Have you ever looked at the landscape and wondered why it looks that way?
When you were young did you collect pebbles or shells on the beach?
If you answered ‘yes’ to any of these questions geology could be for you!
Ever wondered why the Himalayas are bigger than the mountains of Scotland? How will we know if the Yellowstone super-volcano is about to erupt? Why don’t we have big earthquakes in Britain? Geology is a scientific subject that builds on the science you know and applies it to contexts that range from an atomic scale up to the planetary scale. It offers an interdisciplinary approach to the study of our Earth and the processes that occur both on and in it. Geology equips you with an in depth understanding of the planet we live on.
As a subject, geology provides crucial information on the nature of Earth materials and processes, from the core to the surface. Earth Sciences are central to our understanding of the environment, to minimising the hazards posed by earthquakes and volcanoes, and to our attempts to provide many of the raw materials needed for survival.

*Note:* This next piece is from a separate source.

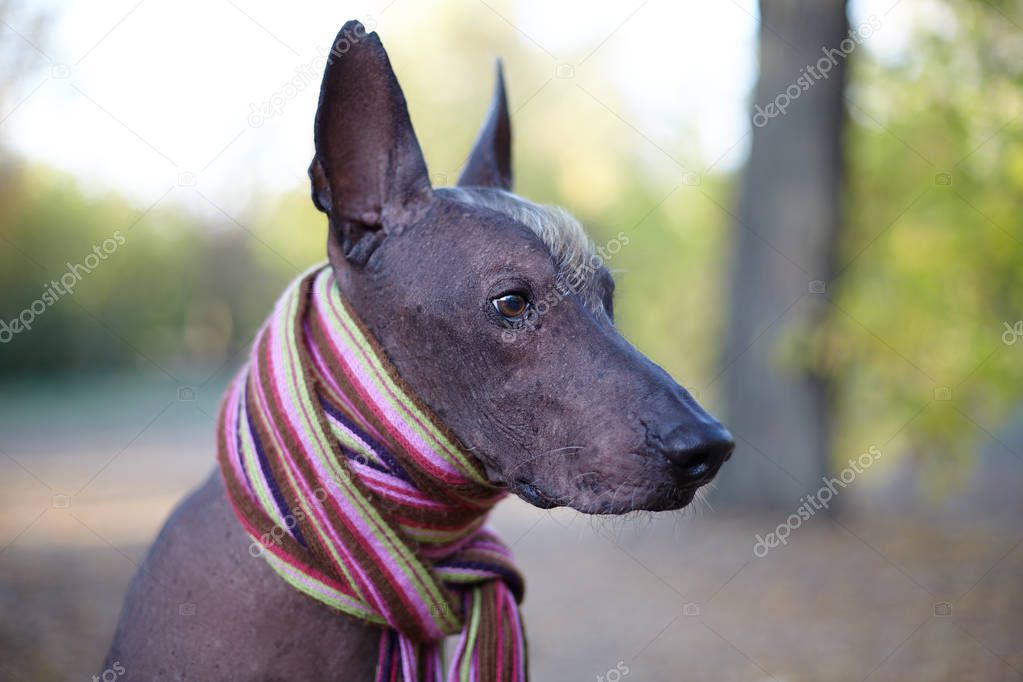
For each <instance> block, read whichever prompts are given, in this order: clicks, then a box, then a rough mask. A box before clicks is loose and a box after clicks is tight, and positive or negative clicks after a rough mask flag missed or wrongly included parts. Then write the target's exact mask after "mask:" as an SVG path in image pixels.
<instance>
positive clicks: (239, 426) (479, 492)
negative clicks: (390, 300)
mask: <svg viewBox="0 0 1023 682" xmlns="http://www.w3.org/2000/svg"><path fill="white" fill-rule="evenodd" d="M218 459H219V461H220V468H221V472H222V474H223V478H224V481H225V483H226V487H227V492H228V497H229V499H230V501H231V504H232V506H233V507H234V509H235V512H236V513H237V515H238V518H239V519H240V520H241V524H242V526H243V527H244V528H246V531H247V532H248V534H249V535H250V536H251V538H252V540H253V547H254V548H256V550H257V552H258V553H259V554H261V555H262V556H263V557H264V558H265V559H266V561H267V562H268V563H269V564H270V566H271V567H272V569H273V570H274V571H275V572H276V573H277V574H278V575H279V576H280V577H281V578H282V579H284V580H285V581H286V582H287V583H290V584H291V585H292V586H294V587H295V588H296V589H298V590H300V591H301V592H303V593H305V594H307V595H309V596H311V597H313V598H314V599H317V600H318V601H320V602H322V603H324V604H326V605H328V606H330V607H332V608H336V609H338V610H340V611H343V612H345V613H348V615H349V616H353V617H355V618H358V619H361V620H364V621H366V622H369V623H372V624H375V625H379V626H381V627H382V633H383V634H382V637H381V646H380V658H379V661H377V677H376V679H377V680H380V681H383V680H388V681H392V680H402V681H405V682H411V681H413V680H427V681H431V682H432V681H438V682H439V681H440V680H443V679H445V678H446V679H447V680H474V681H476V680H501V681H503V682H520V681H524V680H526V677H527V673H526V644H525V635H524V631H523V626H522V621H521V619H520V616H519V606H518V604H519V602H520V601H521V600H522V597H523V589H524V586H523V580H522V577H521V575H520V574H519V572H518V570H517V569H516V566H515V564H514V563H513V561H511V555H510V551H509V550H508V548H507V547H506V546H505V545H504V544H503V543H501V541H500V540H499V539H498V538H497V536H496V535H495V534H493V533H492V532H491V531H490V530H488V529H487V528H486V527H485V525H484V524H485V520H486V516H487V513H488V512H489V511H490V509H491V508H492V507H493V505H494V504H496V503H497V502H498V501H499V500H500V499H501V497H502V495H503V493H502V492H501V491H500V490H499V489H497V488H496V487H494V486H493V485H491V484H490V483H489V482H488V481H487V478H486V475H485V473H484V471H483V469H482V467H481V466H480V463H479V462H478V461H477V460H476V458H475V457H473V456H472V455H471V454H470V453H468V452H466V451H465V450H464V449H463V448H462V447H460V446H459V445H458V442H457V440H456V439H455V438H454V437H453V436H452V435H451V434H450V433H449V431H448V429H447V428H446V427H445V426H444V425H443V424H442V423H441V422H440V421H439V420H438V419H437V417H436V416H435V415H434V414H433V413H432V412H431V411H430V410H429V409H428V408H427V407H426V406H425V405H422V404H421V403H420V402H419V401H418V400H417V399H416V398H415V396H413V395H412V393H411V392H410V391H409V389H408V387H407V385H406V384H405V383H404V381H403V380H402V379H401V377H400V376H399V375H398V373H397V372H396V371H395V369H394V367H393V366H392V365H391V363H390V361H389V360H388V358H387V356H386V354H385V353H384V351H383V350H382V349H381V348H380V347H379V345H377V344H376V342H375V339H374V338H373V337H372V335H371V334H370V333H369V332H368V331H367V330H366V329H365V328H364V327H363V326H362V324H361V323H360V321H359V320H358V318H357V317H356V315H355V314H354V311H352V309H351V307H350V306H349V305H348V303H347V302H346V301H345V300H344V299H343V297H342V294H341V291H340V289H339V287H338V286H337V284H336V283H335V280H333V276H332V274H331V271H330V268H329V267H328V266H317V267H316V268H314V269H313V270H311V271H310V272H308V273H306V274H305V275H303V276H302V277H300V278H299V279H298V280H296V281H295V282H294V283H293V284H292V285H291V286H290V287H288V288H287V290H286V291H285V292H284V294H283V295H282V297H281V299H280V300H279V301H278V302H277V304H276V306H275V308H274V311H273V313H272V314H271V316H270V317H269V319H268V320H267V321H266V323H265V324H264V325H263V327H262V329H261V330H260V332H259V334H258V335H257V338H256V342H255V344H254V345H253V349H252V353H251V356H250V359H249V362H248V363H247V364H246V366H244V367H242V369H241V371H240V372H239V373H238V375H237V377H236V378H235V379H234V381H233V382H232V383H231V385H230V388H229V389H228V391H227V395H226V396H225V398H224V402H223V404H222V406H221V411H220V416H219V420H218ZM448 635H457V636H458V640H457V643H456V645H455V647H454V654H453V657H452V661H451V662H450V665H449V667H448V672H447V674H446V675H445V673H444V672H443V658H444V651H443V640H444V638H445V637H446V636H448Z"/></svg>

It also helps us to understand our origins through the study of fossils and evolution.
While the course for 2017 is yet to be published, we anticipate the following aspects will form part of it:
Year 12 students will develop essential knowledge and understanding of different areas of geology and how they relate to each other. This will include the Earth’s structure and the link with plate tectonics; the surface and internal processes that form volcanoes, fossils and rocks; the evolution of the Earth over time and Earth materials and resources.
Year 13 students will study two of the optional units, which use their knowledge from year 12 synoptically, these could include:
Geohazards – including earthquakes, dealing with contaminated land and groundwater.
Critical Resources – includes water resources and Rare Earth Elements (critical for consumer electronics and catalysts).
Basin Analysis – explores the economic potential of large areas as sources of oil/gas/coal.
Planetary Geology – study of the solar system and use of remote sensing.
Palaeontology – study and use of fossil material, at all scales, to date rocks and to reconstruct past environments.
Fieldwork – put theory into practice potentially in remote field locations or even urban areas.
Quaternary Geology – investigate frequent, rapid climate change and its influence on the evolution of early hominids (humans).
This is a science based course which is exciting, interesting and challenging! It helps if you are curious about the world you see around you: there is nothing better than being able to explain why the features we see in the landscape exist or how they formed. No prior knowledge of geology is expected.
The best thing to do is get even more excited and curious about geology and the Earth. Try reading some/all of the following books to get you started:
The course provides an excellent foundation for higher education in any of the Earth or Environmental Sciences. UCAS and some universities accept geology as a full science subject and it can also aid admission onto other science, technology and engineering based degree courses.
Geology related careers include exploration for natural resources (oil/gas/metals), geophysics, unconventional energy, environmental geology, engineering geology, geochemistry, hydrogeology and water supply, geohazards, oceanography, volcanology and palaeontology. Many of these jobs have been listed on the UK Shortage Occupation List for a number of years. We wouldn’t have the metals, fuels and buildings we need (to name just a few) without the knowledge and skills of geologists.
"Geology is a fundamental science that brings all the other sciences into one. It is the most fantastic of sciences."